3. You need to write your first test for a new function parse_username(s). The spec: accept usernames of length 3–20, reject everything else. What is your first step when designing the test suite?

• Open parse_username’s source code and write assertions that confirm each code path runs

  Starting from the implementation makes your tests confirm what the code does, not what it should do — the same post-hoc trap from Step 1. Start from the spec: identify the partitions, then find the boundaries.

• Write assert parse_username('alice') is not None — if the function runs without crashing, it works

  is not None is the canonical weak oracle: it passes for any non-None return, including wrong values. You’ve replaced it with strong == assertions precisely to avoid this.

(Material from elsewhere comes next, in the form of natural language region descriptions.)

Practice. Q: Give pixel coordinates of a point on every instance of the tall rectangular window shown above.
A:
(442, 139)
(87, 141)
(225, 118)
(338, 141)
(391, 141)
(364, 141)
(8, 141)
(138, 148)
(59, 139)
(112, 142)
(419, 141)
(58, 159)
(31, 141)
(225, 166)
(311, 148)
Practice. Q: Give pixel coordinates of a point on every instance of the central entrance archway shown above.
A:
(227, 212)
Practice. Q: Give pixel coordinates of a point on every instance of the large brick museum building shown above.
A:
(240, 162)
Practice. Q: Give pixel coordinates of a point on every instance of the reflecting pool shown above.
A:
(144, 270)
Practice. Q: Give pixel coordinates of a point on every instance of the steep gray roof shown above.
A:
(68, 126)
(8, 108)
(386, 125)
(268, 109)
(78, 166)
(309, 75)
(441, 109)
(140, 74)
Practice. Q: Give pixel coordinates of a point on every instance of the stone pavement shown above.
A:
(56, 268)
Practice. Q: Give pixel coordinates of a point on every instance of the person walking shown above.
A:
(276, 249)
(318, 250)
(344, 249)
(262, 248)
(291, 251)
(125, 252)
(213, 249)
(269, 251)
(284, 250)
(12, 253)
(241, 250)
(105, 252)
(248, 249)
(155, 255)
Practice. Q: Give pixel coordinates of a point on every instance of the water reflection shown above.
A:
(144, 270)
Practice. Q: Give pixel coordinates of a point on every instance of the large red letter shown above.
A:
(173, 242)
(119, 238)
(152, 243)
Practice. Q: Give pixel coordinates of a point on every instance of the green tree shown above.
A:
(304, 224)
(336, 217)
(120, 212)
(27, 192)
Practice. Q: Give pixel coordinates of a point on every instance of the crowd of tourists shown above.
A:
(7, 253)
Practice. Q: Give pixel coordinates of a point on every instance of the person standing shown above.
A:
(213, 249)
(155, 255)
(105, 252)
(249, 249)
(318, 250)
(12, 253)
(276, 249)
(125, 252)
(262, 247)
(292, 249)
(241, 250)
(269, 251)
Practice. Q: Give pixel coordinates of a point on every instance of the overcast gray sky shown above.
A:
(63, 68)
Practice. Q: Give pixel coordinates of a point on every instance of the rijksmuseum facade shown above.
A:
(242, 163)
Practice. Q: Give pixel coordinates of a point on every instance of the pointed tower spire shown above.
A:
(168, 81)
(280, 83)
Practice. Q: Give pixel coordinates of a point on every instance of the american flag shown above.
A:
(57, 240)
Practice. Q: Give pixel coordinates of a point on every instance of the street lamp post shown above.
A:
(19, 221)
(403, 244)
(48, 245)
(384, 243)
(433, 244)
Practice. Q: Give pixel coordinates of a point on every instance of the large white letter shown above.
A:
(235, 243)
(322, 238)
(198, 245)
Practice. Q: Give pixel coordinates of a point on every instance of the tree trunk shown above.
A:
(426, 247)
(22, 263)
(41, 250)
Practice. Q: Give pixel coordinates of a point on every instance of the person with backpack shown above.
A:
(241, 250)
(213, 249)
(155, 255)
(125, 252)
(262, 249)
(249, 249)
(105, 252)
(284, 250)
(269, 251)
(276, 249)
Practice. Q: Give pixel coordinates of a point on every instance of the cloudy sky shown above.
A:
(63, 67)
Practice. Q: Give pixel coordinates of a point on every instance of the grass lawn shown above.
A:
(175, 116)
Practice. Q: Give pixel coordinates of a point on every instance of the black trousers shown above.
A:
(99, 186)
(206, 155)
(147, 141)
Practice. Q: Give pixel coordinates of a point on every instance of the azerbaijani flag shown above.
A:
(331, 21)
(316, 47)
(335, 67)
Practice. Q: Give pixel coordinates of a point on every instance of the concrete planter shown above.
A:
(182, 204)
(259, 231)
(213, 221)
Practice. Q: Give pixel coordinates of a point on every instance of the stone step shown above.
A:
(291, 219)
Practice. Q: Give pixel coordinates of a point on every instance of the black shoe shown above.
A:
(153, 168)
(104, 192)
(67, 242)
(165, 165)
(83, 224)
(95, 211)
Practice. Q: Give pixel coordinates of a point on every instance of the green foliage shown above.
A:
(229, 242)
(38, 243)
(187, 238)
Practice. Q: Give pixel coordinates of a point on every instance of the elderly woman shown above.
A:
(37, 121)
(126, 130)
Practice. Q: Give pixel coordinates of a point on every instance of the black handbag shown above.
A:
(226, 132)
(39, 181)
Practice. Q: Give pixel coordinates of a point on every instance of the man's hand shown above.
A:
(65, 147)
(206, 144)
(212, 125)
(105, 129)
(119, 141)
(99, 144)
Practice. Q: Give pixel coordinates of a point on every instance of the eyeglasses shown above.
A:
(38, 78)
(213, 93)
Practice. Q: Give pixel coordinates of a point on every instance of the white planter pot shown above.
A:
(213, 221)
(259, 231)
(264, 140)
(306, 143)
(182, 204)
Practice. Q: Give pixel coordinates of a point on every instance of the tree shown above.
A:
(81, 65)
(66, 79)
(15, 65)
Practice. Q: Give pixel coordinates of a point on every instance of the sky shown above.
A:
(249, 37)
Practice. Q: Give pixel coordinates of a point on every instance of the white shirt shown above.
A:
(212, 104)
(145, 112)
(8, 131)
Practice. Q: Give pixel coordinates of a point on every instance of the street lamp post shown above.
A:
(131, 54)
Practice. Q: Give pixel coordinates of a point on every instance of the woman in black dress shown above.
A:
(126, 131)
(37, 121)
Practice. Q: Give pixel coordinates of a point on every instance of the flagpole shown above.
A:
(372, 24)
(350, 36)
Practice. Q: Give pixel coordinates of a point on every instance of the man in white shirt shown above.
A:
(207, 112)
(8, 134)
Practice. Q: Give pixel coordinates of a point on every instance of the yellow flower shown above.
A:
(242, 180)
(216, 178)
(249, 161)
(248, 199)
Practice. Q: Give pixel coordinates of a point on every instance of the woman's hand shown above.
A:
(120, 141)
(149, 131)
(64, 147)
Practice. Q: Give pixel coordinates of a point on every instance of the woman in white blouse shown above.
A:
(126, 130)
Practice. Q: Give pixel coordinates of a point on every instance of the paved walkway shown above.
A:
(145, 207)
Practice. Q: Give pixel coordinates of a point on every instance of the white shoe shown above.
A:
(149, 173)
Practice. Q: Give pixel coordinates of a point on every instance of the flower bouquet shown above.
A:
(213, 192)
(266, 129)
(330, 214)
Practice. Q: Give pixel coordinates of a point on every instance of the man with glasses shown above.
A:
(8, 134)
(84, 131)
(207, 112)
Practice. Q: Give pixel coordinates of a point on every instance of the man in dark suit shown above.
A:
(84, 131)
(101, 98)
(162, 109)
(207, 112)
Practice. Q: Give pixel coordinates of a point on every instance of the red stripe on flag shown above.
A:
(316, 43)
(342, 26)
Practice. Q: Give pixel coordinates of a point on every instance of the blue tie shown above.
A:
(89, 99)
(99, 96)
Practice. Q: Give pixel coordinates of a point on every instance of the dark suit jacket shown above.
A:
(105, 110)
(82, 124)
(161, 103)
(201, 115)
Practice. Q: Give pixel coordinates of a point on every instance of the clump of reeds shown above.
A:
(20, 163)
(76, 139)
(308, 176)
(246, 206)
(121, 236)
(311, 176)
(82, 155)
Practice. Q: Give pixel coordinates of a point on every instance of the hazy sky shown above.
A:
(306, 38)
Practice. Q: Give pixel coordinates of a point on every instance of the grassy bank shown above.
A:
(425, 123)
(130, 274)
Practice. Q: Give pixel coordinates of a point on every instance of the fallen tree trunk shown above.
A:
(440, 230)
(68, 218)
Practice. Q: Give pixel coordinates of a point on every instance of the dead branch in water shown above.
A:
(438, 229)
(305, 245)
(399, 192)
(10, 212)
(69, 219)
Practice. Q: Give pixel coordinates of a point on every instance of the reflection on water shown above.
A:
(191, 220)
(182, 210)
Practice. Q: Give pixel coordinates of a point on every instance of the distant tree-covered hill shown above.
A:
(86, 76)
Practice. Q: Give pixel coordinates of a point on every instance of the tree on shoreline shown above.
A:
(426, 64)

• Identify the partitions and boundaries: the valid range [3, 20] has two boundary pairs; pick inputs at each boundary and one representative per partition

  Exactly. Partition s by length: too-short (< 3), valid (3–20), too-long (> 20). The boundaries sit at lengths 2, 3, 20, 21. Pick one representative per partition plus those four boundary values — that’s the Step 2 method applied cold.

• Start with a single test using a random username and see if it passes

  A single random test is equivalent to one middle-of-partition sample — it misses all boundaries. The skill from Step 2 is to choose inputs deliberately, not arbitrarily.

4. (Spaced review — Step 4) You rename a private attribute _cache to _store in a class without changing any public method behavior. Three tests break immediately. What does this tell you?

• The rename introduced a bug — renaming always risks changing behavior

  The question specifies ‘without changing any public method behavior’ — behavior is unchanged by definition. Failures after a pure rename signal the tests themselves are the problem, not the rename.

• The three broken tests were accessing _cache directly — they were testing internal implementation, not observable behavior

  Correct. Tests that read or write private members (_cache, _tracks, _data) break the moment those internals are renamed or restructured — even when no behavior changes. This is the Refactoring Litmus Test: if a pure internal refactor breaks tests, those tests are brittle.

• You should revert the rename to restore the passing tests

  Reverting a sound refactor because tests are brittle inverts the correct response. The refactor is valid; the tests are the problem. Rewrite the broken tests to verify behavior through the public API.

• Private attributes must never be renamed after the first release

  There’s no such rule — private attributes can and should be renamed freely as designs evolve. The issue is not the rename but the tests that depend on the old name instead of the public contract.